Al vernos arracimarnos en torno a ella, un señor mayor metió codos para hacerse fuerte en el corrillo. Entonces se percató de que llevábamos auriculares -la gente de “Descubriendo Granada” que conducía la visita no va voceando por las calles ni molestando a los transeúntes- y salió a escape mientras exclamaba un despectivo: “¡Bah! ¡Turistas!”
Me quedé entre parado y extrañado por su actitud. De hecho, estuve tentado de seguirle mientras salía por una calle lateral de Mesones para preguntarle si le había molestado algo que habíamos hecho o, sencillamente, detestaba a los turistas, así en general. Y el por qué, por supuesto.
Luego pensé que el individuo en cuestión, al ver aquella súbita agrupación de gente, lo mismo se ilusionó al creer que alguien regalaba algo. Y al constatar que solo éramos gente en trance de aprender, se sintió decepcionado y molesto. ¡Bah! ¡Turistas!
Si ya fue extraño eso de convertirme durante dos horas en viajero en mi propia ciudad, recorriendo con calma y detenimiento la Granada por la que siempre vamos a toda velocidad, distraídos con nuestras cosas y nuestros móviles; más surrealista fue sentir un conato de turismofobia. Algo mínimo e intrascendente, pero llamativo.

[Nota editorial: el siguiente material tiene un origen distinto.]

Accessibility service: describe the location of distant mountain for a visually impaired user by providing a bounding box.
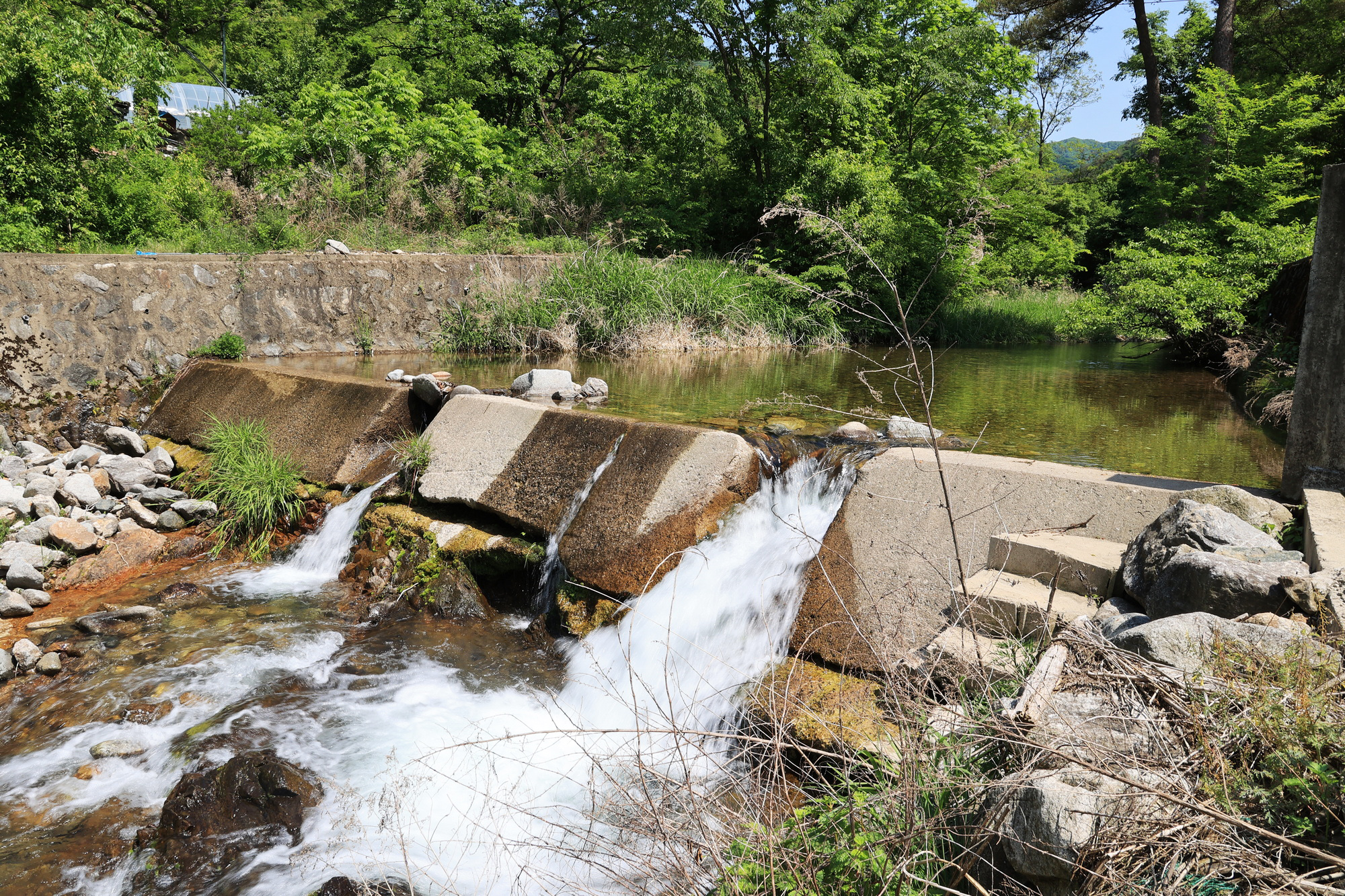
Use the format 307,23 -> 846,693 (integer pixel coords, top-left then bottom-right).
1046,137 -> 1128,171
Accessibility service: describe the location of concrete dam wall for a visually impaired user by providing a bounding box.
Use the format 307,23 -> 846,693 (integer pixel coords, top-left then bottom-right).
0,246 -> 562,402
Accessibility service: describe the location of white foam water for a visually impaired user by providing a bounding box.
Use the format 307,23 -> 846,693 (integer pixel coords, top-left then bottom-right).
533,432 -> 625,614
15,459 -> 851,896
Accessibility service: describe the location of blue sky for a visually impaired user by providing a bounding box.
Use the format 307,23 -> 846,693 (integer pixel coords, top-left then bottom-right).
1053,0 -> 1186,141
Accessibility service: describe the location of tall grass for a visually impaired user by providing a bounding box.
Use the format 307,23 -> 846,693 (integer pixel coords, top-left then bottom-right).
440,250 -> 843,352
192,417 -> 303,560
924,289 -> 1079,345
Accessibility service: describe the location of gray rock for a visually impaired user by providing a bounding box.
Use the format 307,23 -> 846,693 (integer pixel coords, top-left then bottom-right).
1169,486 -> 1294,532
885,415 -> 943,441
122,498 -> 159,529
1143,551 -> 1307,619
159,510 -> 187,532
169,498 -> 219,522
98,455 -> 159,491
994,764 -> 1161,884
0,481 -> 32,517
145,445 -> 175,474
835,419 -> 877,441
0,591 -> 32,619
89,737 -> 145,759
61,474 -> 102,507
102,426 -> 149,458
75,606 -> 164,635
136,486 -> 187,510
0,541 -> 66,569
28,495 -> 61,517
61,441 -> 104,469
412,374 -> 444,407
580,376 -> 611,398
1093,596 -> 1145,624
1215,545 -> 1303,564
1120,499 -> 1279,607
4,560 -> 43,592
1098,614 -> 1153,641
9,638 -> 42,674
19,588 -> 51,607
510,367 -> 580,398
23,477 -> 61,498
1112,614 -> 1340,674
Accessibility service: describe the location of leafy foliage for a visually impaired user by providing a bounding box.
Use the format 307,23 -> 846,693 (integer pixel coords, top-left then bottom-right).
191,329 -> 247,360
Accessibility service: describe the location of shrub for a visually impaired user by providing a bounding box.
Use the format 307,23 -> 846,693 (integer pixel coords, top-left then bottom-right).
192,417 -> 303,560
191,329 -> 247,360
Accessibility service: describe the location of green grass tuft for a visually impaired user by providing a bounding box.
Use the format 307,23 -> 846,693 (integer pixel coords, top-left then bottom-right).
192,417 -> 303,560
438,251 -> 843,352
191,329 -> 247,360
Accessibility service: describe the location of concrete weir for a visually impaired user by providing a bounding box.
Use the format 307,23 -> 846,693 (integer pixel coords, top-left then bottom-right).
420,395 -> 757,595
145,360 -> 429,486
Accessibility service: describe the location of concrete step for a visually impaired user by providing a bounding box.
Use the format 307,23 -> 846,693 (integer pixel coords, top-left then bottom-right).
960,569 -> 1095,638
986,533 -> 1126,600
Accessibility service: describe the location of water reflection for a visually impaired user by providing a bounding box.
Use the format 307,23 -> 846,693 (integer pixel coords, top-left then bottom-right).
273,344 -> 1283,487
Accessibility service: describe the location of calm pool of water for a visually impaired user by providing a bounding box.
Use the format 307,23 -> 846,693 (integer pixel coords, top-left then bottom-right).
273,344 -> 1283,487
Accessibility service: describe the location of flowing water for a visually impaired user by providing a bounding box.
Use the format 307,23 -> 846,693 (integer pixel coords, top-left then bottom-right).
0,460 -> 853,896
272,344 -> 1284,489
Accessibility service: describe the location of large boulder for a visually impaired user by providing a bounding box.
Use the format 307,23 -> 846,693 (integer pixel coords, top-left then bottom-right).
993,766 -> 1170,885
1112,614 -> 1340,674
58,474 -> 102,507
1145,551 -> 1307,619
47,517 -> 98,555
134,751 -> 323,893
1173,486 -> 1294,532
52,529 -> 168,588
98,455 -> 160,493
1120,498 -> 1279,606
102,426 -> 149,458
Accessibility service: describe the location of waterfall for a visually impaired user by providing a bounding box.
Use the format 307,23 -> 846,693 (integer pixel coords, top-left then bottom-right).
233,474 -> 397,594
533,432 -> 625,614
10,457 -> 853,896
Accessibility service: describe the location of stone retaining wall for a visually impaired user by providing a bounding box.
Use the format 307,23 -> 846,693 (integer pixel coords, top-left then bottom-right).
0,253 -> 562,402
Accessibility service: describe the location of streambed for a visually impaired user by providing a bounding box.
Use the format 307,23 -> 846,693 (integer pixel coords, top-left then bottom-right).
270,344 -> 1283,489
0,460 -> 853,896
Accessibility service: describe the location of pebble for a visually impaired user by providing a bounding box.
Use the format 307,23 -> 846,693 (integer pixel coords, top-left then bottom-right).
19,588 -> 51,607
159,510 -> 187,532
89,739 -> 145,759
4,560 -> 43,592
23,616 -> 70,631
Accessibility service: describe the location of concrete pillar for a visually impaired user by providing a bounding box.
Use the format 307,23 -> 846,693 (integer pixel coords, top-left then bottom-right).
1280,164 -> 1345,501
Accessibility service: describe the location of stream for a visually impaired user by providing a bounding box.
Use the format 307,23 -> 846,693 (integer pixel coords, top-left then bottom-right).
0,459 -> 853,896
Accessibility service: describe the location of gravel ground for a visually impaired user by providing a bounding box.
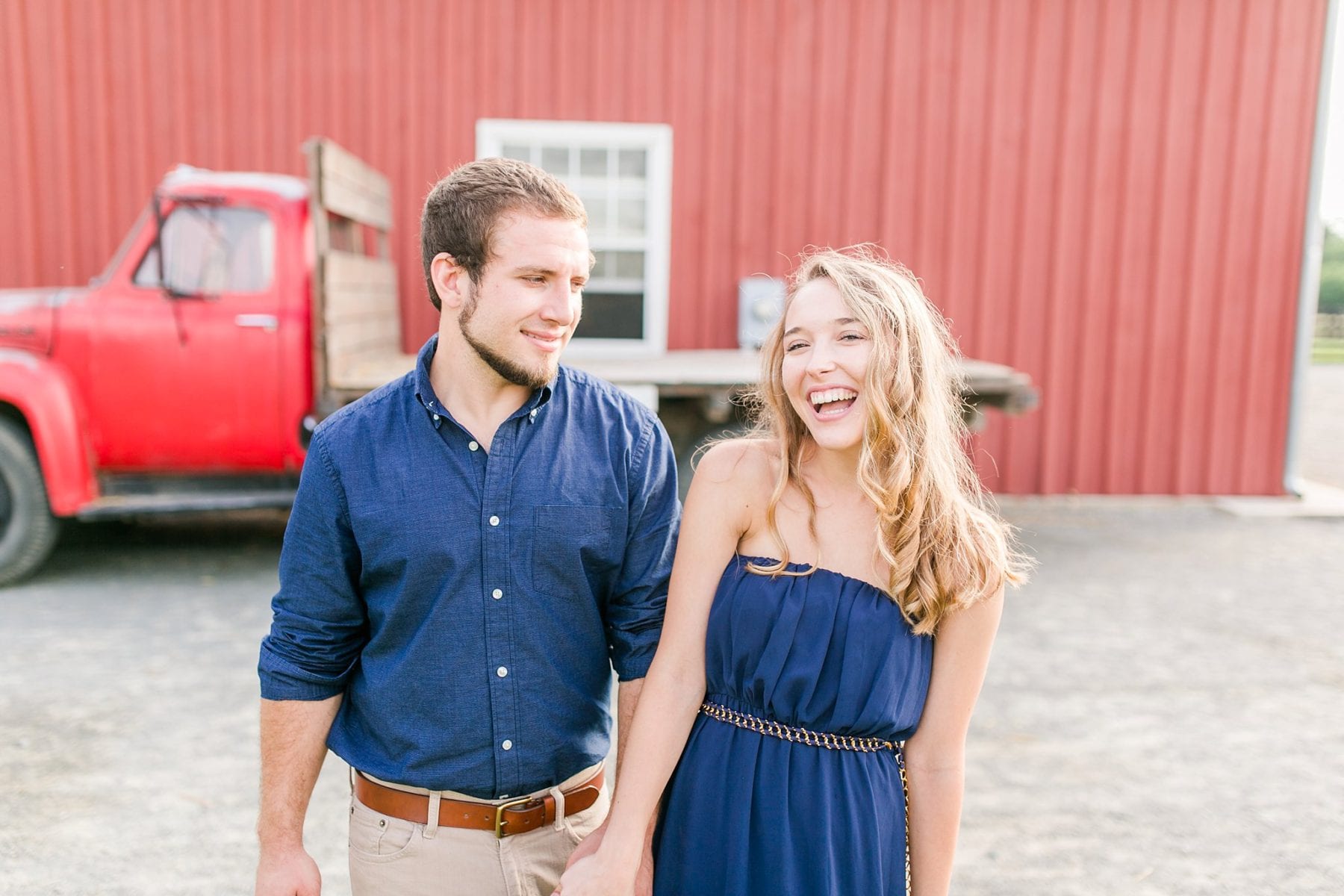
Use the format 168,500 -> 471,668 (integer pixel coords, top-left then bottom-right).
0,367 -> 1344,896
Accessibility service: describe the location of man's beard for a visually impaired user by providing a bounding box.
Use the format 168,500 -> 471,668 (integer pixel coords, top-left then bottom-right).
457,296 -> 555,390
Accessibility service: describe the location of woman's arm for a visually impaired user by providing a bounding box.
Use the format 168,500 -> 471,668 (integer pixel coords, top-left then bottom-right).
555,442 -> 756,896
906,591 -> 1004,896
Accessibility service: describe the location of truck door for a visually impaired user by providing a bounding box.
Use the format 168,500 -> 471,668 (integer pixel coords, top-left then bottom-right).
89,203 -> 284,473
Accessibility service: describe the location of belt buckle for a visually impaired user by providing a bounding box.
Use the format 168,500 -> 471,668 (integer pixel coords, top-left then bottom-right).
494,797 -> 541,839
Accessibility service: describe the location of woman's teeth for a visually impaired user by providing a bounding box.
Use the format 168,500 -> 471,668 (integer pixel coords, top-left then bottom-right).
809,388 -> 859,414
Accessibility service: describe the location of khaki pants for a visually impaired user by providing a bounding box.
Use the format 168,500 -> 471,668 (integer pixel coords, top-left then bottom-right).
349,765 -> 610,896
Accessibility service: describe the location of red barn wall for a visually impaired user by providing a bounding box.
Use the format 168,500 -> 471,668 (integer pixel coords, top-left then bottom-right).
0,0 -> 1327,493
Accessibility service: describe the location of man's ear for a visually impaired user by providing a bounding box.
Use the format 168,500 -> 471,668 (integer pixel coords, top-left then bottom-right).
429,252 -> 470,311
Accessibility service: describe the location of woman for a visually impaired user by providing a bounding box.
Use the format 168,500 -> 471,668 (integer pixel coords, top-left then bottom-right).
556,249 -> 1025,896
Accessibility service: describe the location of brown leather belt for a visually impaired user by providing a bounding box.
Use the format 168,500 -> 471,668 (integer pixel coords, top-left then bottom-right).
355,768 -> 603,837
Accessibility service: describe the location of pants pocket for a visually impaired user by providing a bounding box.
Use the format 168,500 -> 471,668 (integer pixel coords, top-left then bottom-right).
349,797 -> 425,862
564,787 -> 612,846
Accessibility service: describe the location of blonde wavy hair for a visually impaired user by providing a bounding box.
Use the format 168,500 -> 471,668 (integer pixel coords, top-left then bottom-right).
747,246 -> 1030,634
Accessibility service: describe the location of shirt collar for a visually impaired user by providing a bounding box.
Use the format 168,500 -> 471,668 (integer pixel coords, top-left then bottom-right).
415,333 -> 559,430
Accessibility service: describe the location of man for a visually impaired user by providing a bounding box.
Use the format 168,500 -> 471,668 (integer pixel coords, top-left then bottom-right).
257,158 -> 680,896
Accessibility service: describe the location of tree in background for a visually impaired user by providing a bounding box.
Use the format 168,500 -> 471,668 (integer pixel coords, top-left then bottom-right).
1316,225 -> 1344,314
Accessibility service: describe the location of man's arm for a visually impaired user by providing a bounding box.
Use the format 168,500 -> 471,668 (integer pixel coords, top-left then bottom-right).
257,427 -> 368,896
257,694 -> 341,896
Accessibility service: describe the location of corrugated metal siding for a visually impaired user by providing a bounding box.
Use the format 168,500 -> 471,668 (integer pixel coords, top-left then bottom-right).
0,0 -> 1325,493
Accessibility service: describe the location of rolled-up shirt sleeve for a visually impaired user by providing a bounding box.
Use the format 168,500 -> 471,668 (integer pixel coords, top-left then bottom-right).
605,417 -> 682,681
257,429 -> 368,700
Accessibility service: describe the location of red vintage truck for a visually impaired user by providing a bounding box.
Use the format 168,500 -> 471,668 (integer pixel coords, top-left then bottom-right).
0,140 -> 1033,585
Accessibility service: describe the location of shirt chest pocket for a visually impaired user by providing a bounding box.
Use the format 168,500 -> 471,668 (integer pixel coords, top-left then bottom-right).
531,505 -> 625,598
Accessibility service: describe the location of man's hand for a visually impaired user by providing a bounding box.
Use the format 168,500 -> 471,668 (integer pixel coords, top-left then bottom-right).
556,815 -> 653,896
564,815 -> 612,871
257,846 -> 323,896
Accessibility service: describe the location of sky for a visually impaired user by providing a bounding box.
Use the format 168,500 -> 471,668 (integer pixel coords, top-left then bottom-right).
1321,10 -> 1344,230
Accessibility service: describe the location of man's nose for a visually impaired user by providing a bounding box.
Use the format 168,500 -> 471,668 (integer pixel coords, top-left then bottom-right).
541,281 -> 579,326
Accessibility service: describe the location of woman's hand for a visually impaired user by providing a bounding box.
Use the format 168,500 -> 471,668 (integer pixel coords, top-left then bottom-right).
555,847 -> 641,896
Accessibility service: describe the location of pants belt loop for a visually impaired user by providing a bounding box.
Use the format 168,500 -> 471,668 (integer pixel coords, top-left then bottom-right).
425,790 -> 442,839
547,785 -> 564,830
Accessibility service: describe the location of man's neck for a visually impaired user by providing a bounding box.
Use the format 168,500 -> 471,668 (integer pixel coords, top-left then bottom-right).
429,326 -> 532,451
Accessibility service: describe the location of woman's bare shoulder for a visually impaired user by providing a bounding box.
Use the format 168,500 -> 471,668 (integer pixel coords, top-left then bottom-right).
695,438 -> 780,489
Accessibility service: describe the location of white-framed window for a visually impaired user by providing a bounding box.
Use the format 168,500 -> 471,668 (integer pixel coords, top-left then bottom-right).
476,118 -> 672,356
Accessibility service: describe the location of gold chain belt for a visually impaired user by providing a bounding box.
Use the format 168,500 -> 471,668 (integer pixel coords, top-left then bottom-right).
700,703 -> 900,759
700,701 -> 910,896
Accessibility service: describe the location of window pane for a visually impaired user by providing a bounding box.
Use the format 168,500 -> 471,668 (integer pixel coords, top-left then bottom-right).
615,199 -> 644,237
579,192 -> 612,234
615,252 -> 644,279
617,149 -> 645,180
541,146 -> 570,177
579,149 -> 606,177
574,291 -> 644,338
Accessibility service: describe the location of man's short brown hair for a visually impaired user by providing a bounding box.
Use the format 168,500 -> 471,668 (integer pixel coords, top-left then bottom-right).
420,158 -> 588,311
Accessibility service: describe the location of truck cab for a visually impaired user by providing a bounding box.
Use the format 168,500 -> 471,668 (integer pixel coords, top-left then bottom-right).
0,141 -> 410,585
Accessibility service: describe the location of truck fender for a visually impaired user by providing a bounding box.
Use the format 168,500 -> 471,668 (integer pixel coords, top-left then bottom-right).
0,348 -> 98,516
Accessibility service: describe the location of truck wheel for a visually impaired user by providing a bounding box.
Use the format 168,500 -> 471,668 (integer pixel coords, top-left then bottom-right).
0,419 -> 59,585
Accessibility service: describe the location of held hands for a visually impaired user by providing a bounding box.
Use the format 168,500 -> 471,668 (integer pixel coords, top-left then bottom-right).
555,822 -> 653,896
257,846 -> 323,896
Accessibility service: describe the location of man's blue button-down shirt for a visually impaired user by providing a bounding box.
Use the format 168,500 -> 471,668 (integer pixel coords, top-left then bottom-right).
259,337 -> 680,798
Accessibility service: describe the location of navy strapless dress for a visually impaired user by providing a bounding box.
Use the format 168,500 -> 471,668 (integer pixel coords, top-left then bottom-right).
653,558 -> 933,896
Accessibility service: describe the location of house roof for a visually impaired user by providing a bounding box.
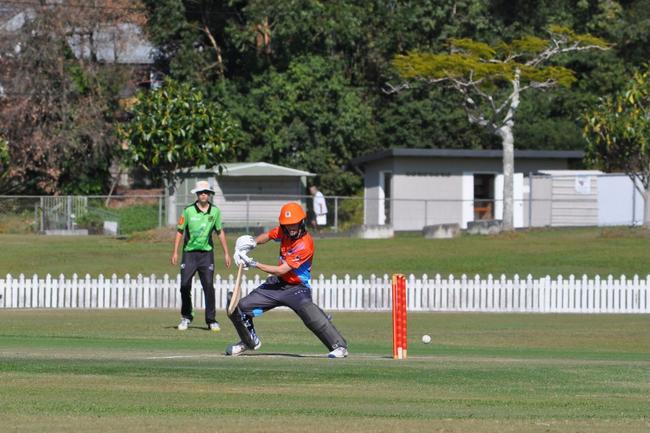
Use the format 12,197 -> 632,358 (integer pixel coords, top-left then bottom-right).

Cuando he estado de viaje por ahí lejos, he sufrido incomodidades y sobresaltos; de un zumbao en Costa Rica que me metió un puñetazo en el pecho, porque sí y sin mediar palabra, a un par de conatos de robo en Senegal o Cuba, carteristas torpes y descarados, pero poco más. Algún gesto mohíno por aquí, alguna cara de circunstancias por allá…
Ha tenido que ser en Granada, mi Granada, donde me hayan afeado ser turista, por primera vez en mi vida, haciéndome sentir incómodo por el simple hecho de pasear por las calles de la ciudad con ojos curiosos y escrutadores, sin molestar a nadie, sin interrumpir el paso.
Eso sí: no sé si este episodio es más representativo de la turismofobia, un fenómeno creciente, digan lo que digan los representantes institucionales del gremio; o de la proverbial mala follá granaína.